Even a 2" bottom drain with the anti-vortex cover isn't as good as the
black-domed 3" bottom drain because it traps leaves and large debris at
the cover and doesn't allow it to go out of the pond and into the leaf
basket of the external pump. That trapped debris has to be pulled
off periodically with a net or pole of some kind so there's a little more
work to it. Although the 3" dome allows leaves and large debris to
leave the pond it also sucks in small fish so one has to accept that he
will need to rake off the top of the 2" periodically if his fish are less
than 6" long.
Where the bottom drain is located can mean the difference between a
"self-cleaning" pond and one that needs attention. It should be
placed at the deepest part of the pond and the floor of the pond should
slant gradually down to the drain to encourage all the debris to fall
toward the drain. It should be installed half-an-inch lower than the
pond's floor and be located as far away from the water return as possible
to encourage healthy water circulation.
- Use Eduction Jets to "Sweep" the Floor of the
Eduction Jets have another purpose
other than providing koi with a fun place to play. They guide the
water and you can use them to effectively sweep debris down to the bottom
drain. Just aim them in the right direction.
- Don't Trap Dirt in the Folds of the Liner
Think about how your water will
flow inside the pond when you are installing the liner. Make sure
that when you fold the liner that the fold is on the backside of the water
current. In other words, if the water flows toward the fold it will
force dirt into the fold and traps it in the pond. If the water
flows over the smooth part of the fold the debris will not be trapped.
- The Bigger the Pond - the Easier to Maintain
I know it sounds weird - but it's true. The smaller the pond the
more the water parameters will change. For example, aquariums are
notorious for pH crashes. pH is less stable in smaller bodies of
water. When there is more water it takes longer for ammonia and
nitrites to build up so less maintenance is needed to keep the water from
becoming toxic. In larger bodies of water the water temperature
changes slower so abrupt changes in the weather do not affect the pond as
much., The pond will "look" good longer. Just like a small
room will get cluttered quickly, so will a small pond. Build the
pond as big as the space will allow and make it deep to hold more water in
- DO NOT Line the Bottom of the Pond with Rocks!
We can't say this enough!
Dirt and debris get trapped within the crevices of the rocks and will
never be able to leave the pond.
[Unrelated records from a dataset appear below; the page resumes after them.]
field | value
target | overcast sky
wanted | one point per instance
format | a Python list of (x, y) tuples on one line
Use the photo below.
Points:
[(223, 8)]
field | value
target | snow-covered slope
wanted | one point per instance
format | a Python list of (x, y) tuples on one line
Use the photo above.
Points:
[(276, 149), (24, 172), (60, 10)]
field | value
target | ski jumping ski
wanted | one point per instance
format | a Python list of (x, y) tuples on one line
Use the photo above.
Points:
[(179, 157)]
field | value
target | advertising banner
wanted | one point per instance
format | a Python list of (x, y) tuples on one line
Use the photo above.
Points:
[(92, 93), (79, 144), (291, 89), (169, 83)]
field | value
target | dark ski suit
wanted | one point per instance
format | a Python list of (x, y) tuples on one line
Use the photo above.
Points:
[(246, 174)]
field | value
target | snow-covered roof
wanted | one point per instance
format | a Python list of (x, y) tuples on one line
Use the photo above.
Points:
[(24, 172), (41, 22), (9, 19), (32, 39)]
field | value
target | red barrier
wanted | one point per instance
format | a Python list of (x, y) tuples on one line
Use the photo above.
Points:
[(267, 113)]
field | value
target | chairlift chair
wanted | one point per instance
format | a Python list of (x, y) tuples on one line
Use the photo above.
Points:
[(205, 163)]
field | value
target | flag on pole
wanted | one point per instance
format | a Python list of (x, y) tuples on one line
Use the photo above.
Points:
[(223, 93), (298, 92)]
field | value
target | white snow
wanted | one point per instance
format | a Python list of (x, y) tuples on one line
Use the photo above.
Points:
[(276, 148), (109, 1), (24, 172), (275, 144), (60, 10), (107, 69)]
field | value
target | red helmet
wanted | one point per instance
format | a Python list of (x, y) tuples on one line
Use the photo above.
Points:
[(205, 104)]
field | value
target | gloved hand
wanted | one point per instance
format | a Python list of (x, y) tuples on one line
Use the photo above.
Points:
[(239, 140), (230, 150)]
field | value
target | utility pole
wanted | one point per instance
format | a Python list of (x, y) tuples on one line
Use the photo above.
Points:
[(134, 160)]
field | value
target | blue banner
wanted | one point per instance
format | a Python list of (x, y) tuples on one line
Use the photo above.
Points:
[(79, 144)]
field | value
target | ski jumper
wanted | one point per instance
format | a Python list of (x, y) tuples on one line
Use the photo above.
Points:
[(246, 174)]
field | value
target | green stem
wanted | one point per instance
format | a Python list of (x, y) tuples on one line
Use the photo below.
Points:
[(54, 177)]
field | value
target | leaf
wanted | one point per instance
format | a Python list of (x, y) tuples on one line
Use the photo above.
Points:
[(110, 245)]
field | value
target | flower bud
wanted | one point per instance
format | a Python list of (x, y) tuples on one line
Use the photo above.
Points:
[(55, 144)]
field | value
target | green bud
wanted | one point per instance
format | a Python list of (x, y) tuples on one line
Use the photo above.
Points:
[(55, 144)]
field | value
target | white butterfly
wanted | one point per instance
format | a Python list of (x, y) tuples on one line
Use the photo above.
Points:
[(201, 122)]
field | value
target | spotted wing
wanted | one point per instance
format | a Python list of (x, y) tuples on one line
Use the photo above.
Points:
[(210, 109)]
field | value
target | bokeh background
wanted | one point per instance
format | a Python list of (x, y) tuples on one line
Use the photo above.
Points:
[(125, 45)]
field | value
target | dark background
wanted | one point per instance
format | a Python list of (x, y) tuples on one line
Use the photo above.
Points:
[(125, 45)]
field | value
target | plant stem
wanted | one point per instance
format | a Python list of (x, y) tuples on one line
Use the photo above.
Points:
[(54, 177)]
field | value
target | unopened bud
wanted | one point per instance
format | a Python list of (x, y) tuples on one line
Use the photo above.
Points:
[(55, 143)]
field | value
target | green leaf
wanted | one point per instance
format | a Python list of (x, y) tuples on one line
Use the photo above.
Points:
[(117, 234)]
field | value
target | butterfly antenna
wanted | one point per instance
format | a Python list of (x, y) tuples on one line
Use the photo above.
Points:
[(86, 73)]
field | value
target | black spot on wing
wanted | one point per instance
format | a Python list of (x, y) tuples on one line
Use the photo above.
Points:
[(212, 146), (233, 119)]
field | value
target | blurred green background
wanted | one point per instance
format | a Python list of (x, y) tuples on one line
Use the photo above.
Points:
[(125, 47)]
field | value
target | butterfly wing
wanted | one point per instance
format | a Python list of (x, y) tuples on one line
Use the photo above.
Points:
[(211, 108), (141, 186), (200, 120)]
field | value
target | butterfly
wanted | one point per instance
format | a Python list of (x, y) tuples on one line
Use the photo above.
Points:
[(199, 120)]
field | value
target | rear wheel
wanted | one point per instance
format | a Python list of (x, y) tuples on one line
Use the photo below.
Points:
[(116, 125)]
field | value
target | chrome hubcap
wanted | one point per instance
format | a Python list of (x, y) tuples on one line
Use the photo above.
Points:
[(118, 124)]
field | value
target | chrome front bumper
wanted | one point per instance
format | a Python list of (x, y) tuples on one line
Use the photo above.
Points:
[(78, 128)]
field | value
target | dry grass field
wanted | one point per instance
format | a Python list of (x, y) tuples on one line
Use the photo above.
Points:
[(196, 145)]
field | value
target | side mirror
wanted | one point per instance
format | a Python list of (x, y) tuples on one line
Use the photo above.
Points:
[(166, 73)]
It is a cleaning nightmare and,
because you cannot clean it out, the junk will fester with bad bacteria.
Although you might not see this hidden dirt, I assure you, it is there and
it is lurking.
- Keep it in the Clear - Install a UV
Nothing - absolutely nothing - will
keep the pond as clear as a UV. Don't spend your precious time (nor
waste your money) on chemicals and methods that do not work. An
ultraviolet water clarifier (or UV Light, for short) when sized correctly
for your pond and installed with the proper flow rates will clear up the
pond and you won't have to do anything but change the lamp once a year and
bring it inside for the winter.
- Skim Off the Top
Prevent the need for cleaning up
sunken leaves from the floor of the pond by installing a skimmer. A
skimmer pulls leaves and other debris off the top of the water before they
have time to fall to the bottom of the pond. Occasionally, when the
basket of the skimmer is full you need only to dump out the contents of
the basket to once again free up the flow. We prefer and suggest
using only the fish-safe skimmer. A side-skimmer can be retrofitted
easily for use with an external pump so that your existing pond can be a
little less trouble and more low-maintenance.